Azure allows you to translate documents individually or at scale through APIs or scripting, all in a very cost-effective way. I didn't need to build anything to tap into it, since a ready-made front-end exists in the form of the Document Translator app in Github - once hooked up to my Azure subscription, I'm ready to go. In this tool, if you supply a document you get a completed document back - in other words, pass in a PowerPoint deck and get a file with each slide translated in return - no need to paste anything back together. The Translator capability in Azure Cognitive Services allows you to tap into same translation engine behind Teams, Word, PowerPoint, Bing and many other Microsoft products, but also to build your own custom models to understand language and terminology specific to your case. 

My French is a bit rusty, but these look fairly good to me: 


Translation of documents you already have offers lots of possibilities, with improved search being just one example. But there are many other high-value translation scenarios too, such as real-time speech translation - something that's now possible in Teams Live Events. With Azure Cognitive Services, it's also possible to build the capability into your own apps without needing to use Teams, and you're tapping into the same back-end underneath.
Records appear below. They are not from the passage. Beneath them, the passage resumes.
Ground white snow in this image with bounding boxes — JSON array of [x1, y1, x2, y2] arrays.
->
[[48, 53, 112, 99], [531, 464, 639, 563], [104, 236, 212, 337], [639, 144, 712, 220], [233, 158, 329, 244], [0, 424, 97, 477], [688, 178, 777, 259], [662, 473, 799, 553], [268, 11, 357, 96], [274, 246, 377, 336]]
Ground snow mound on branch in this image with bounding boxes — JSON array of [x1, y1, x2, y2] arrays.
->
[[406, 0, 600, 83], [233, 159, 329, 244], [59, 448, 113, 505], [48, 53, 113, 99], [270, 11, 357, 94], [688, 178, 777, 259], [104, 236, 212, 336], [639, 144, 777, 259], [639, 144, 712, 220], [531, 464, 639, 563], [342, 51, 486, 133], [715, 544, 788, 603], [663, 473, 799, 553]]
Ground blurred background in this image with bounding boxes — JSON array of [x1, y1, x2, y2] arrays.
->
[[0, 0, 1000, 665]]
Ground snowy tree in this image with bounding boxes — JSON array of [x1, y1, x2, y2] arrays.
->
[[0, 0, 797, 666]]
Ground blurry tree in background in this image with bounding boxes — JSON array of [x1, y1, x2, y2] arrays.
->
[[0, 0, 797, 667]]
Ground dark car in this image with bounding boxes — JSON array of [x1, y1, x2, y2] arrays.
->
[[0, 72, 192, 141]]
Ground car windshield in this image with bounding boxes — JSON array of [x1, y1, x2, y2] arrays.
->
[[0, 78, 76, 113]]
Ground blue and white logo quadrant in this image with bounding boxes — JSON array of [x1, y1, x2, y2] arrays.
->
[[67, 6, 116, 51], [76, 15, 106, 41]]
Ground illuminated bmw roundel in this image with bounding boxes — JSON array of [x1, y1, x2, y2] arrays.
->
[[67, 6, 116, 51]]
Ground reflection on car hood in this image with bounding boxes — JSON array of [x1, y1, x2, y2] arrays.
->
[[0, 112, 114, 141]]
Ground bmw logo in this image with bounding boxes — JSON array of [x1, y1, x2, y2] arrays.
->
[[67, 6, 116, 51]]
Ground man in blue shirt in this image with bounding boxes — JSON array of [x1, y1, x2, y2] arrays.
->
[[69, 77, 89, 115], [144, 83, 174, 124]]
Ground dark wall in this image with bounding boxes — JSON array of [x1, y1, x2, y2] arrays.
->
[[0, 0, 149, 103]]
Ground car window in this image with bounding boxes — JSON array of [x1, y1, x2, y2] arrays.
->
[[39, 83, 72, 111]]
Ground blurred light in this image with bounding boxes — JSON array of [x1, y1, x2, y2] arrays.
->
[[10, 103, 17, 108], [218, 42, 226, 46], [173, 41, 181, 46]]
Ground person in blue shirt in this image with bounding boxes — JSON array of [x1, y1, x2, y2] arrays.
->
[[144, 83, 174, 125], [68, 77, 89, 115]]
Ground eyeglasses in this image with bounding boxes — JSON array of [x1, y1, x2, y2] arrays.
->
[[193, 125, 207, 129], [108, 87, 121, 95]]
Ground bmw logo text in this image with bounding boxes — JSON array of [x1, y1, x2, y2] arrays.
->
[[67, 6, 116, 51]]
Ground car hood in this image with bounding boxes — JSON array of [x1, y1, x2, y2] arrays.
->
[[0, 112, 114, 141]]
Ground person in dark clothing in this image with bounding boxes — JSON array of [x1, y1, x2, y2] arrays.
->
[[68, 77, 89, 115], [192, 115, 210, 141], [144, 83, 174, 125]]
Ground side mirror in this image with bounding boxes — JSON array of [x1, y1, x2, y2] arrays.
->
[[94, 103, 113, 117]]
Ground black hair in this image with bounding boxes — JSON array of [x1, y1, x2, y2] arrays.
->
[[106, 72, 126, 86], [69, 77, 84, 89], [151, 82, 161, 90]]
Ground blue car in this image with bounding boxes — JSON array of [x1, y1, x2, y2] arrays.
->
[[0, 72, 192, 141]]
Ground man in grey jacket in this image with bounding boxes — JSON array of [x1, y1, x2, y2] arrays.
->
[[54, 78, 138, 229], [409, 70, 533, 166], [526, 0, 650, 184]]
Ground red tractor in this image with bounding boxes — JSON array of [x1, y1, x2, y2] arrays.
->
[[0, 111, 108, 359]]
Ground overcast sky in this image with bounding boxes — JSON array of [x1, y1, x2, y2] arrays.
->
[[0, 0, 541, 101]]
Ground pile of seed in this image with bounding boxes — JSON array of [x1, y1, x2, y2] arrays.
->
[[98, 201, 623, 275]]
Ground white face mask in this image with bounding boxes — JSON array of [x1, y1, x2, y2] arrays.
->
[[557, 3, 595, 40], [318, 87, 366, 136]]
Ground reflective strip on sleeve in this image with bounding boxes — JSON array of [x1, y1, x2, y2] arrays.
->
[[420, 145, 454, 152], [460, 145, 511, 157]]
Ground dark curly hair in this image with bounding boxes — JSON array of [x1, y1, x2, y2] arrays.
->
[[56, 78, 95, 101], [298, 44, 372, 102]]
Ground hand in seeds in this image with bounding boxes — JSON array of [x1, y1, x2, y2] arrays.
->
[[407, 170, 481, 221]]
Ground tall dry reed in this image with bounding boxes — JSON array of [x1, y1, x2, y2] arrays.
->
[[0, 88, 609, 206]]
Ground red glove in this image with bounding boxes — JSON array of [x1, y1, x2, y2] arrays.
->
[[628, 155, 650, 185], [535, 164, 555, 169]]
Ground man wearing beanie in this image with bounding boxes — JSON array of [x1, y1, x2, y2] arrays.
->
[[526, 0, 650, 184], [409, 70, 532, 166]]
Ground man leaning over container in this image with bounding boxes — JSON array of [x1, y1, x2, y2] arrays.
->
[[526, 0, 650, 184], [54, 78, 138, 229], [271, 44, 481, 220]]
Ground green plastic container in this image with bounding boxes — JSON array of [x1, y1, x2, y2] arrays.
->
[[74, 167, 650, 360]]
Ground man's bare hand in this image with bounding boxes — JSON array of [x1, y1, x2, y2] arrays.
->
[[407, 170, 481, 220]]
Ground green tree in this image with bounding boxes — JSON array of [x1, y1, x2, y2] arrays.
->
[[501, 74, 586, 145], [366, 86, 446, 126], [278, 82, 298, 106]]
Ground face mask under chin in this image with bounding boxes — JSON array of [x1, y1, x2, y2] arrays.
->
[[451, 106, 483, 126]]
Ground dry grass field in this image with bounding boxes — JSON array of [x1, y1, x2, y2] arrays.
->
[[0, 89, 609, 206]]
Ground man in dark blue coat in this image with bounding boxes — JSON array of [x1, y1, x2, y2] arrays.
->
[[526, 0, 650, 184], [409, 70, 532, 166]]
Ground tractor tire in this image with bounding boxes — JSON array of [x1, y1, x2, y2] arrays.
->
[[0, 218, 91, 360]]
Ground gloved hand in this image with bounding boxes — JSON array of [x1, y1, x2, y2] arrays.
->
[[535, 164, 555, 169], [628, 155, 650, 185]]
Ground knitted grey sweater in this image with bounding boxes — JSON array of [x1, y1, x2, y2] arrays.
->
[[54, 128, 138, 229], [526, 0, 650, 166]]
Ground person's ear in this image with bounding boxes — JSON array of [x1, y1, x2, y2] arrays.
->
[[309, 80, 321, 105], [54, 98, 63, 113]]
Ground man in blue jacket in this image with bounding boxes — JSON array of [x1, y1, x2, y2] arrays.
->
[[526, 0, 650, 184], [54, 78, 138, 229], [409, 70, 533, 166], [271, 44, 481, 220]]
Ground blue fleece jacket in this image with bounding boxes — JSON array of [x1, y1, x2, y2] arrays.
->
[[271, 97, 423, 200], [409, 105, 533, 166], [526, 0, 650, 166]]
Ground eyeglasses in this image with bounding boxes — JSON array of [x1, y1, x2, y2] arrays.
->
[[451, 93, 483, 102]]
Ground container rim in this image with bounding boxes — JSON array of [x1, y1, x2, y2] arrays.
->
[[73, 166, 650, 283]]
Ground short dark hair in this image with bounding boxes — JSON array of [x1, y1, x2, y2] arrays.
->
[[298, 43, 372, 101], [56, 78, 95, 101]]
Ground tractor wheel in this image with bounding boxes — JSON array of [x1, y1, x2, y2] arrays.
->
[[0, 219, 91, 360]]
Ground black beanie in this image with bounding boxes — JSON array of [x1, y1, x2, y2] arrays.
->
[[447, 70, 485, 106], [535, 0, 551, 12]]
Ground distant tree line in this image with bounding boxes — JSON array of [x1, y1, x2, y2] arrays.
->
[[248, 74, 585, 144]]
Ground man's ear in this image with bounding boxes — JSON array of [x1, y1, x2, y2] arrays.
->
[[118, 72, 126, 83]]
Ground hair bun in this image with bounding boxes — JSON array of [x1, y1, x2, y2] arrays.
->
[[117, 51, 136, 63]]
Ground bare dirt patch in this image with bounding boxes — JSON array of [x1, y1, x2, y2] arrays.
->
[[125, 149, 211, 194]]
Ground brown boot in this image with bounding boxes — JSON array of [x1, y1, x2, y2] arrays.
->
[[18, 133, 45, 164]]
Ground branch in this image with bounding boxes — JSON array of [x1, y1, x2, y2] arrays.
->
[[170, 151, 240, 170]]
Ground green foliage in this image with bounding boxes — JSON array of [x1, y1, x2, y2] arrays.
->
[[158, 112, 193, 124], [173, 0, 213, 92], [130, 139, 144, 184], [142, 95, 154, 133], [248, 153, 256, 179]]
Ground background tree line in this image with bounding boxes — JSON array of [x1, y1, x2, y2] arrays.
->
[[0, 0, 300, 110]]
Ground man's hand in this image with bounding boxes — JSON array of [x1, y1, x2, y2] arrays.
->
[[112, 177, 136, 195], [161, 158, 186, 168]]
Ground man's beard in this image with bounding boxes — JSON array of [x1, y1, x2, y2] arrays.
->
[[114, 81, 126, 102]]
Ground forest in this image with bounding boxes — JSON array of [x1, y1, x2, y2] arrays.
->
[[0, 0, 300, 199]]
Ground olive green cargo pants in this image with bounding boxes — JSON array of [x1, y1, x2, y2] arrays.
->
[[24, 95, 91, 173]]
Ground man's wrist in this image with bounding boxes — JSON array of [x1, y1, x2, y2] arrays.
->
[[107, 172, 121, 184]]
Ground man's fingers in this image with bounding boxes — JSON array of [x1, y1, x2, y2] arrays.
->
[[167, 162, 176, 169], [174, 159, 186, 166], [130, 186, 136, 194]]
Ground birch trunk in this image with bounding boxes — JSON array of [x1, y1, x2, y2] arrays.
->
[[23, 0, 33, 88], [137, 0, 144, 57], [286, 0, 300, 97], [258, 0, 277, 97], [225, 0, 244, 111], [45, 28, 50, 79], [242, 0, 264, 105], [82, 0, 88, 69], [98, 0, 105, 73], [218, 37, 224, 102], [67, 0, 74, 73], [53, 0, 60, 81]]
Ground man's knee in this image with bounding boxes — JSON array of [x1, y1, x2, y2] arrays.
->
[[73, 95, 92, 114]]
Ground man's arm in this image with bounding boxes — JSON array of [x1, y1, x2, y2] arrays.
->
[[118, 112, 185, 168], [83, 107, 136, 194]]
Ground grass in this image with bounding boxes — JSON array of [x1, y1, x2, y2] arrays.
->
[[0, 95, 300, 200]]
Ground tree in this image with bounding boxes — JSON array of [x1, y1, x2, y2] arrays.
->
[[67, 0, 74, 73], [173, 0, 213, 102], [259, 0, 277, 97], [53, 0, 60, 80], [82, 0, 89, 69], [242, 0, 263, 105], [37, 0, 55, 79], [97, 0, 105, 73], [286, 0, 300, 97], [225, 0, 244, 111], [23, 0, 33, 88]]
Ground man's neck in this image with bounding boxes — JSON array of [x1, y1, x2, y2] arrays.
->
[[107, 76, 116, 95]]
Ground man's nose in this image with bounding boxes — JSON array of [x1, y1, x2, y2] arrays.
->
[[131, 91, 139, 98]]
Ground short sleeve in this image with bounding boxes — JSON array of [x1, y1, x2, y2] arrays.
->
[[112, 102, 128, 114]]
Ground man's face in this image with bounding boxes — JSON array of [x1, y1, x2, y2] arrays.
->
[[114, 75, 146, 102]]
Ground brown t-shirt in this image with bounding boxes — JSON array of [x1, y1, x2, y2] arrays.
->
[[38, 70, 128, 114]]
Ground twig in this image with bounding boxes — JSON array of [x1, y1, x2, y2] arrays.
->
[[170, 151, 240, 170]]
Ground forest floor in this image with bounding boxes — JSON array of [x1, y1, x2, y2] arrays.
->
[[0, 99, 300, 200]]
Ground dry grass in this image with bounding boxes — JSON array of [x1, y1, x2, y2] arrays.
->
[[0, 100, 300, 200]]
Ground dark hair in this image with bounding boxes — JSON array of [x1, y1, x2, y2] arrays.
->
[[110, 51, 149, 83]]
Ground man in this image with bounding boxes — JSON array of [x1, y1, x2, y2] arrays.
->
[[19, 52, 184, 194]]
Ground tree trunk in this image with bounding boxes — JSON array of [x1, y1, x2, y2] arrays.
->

5. Extract information from documents such as invoices, contracts and more

In one of the earlier examples we talked about extracting key phrases, entities and sentiment. In some cases though, the valuable content within a document is found within a certain section of the document - perhaps a table, a set of line items or grand total. Every organization in the world has loosely-structured documents such as invoices, contracts, expense receipts and order forms - but often the valuable content is deeply embedded and each document needs to be opened to get to it. With the Forms Recogniser capability in Azure, you can use either pre-built models for common scenarios or train a custom model yourself, allowing the AI to learn your very specific document structure. This is the kind of capability that is coming in Project Cortex (essentially a version of this tightly-integrated with SharePoint document libraries), but it may be more cost-effective to plug into the Azure service yourself. 

Some examples are:
  • Forms - extract table data or key/value pairs by training with your forms
  • Receipts and business cards - use pre-built models from Microsoft for these
  • Extract known locations from a document layout - extract text or tables from specific locations in a document (including handwriting), achieved by highlighting the target areas when training the model 
So if you have documents like this:


..you could extract the key data and make better use of it (e.g. store as searchable SharePoint metadata or extract into a database to move from unstructured to structured data).  

Enabling technology - Azure Cognitive Services - Vision API (Form Recognizer in this case) 

Conclusion

AI is within reach now, and many of the above scenarios can be achieved without coding or complex implementation work. There needs to be a person or team somewhere who knows how to stitch together Azure AI building blocks and Microsoft 365 of course, but the complexity and cost barriers are melting away. 

Beyond the scenarios I present here, lots of value can be found in use cases which combine some of the above capabilities with other actions. Some examples where you could potentially roll your own solution rather than invest in an expensive platform could be:
  • Analyze call transcripts for sentiment (run a speech-to-text translation and then derive sentiment) and provide a Power BI report
  • Perform image recognition from security cameras and send a push notification or post to a Microsoft Team if something specific is detected
  • Auto-translate the transcript of a CEO speech or townhall event and publish on a regional intranet
The AI element of all of these scenarios and more is now easily achieved with Azure. What a time to be in technology!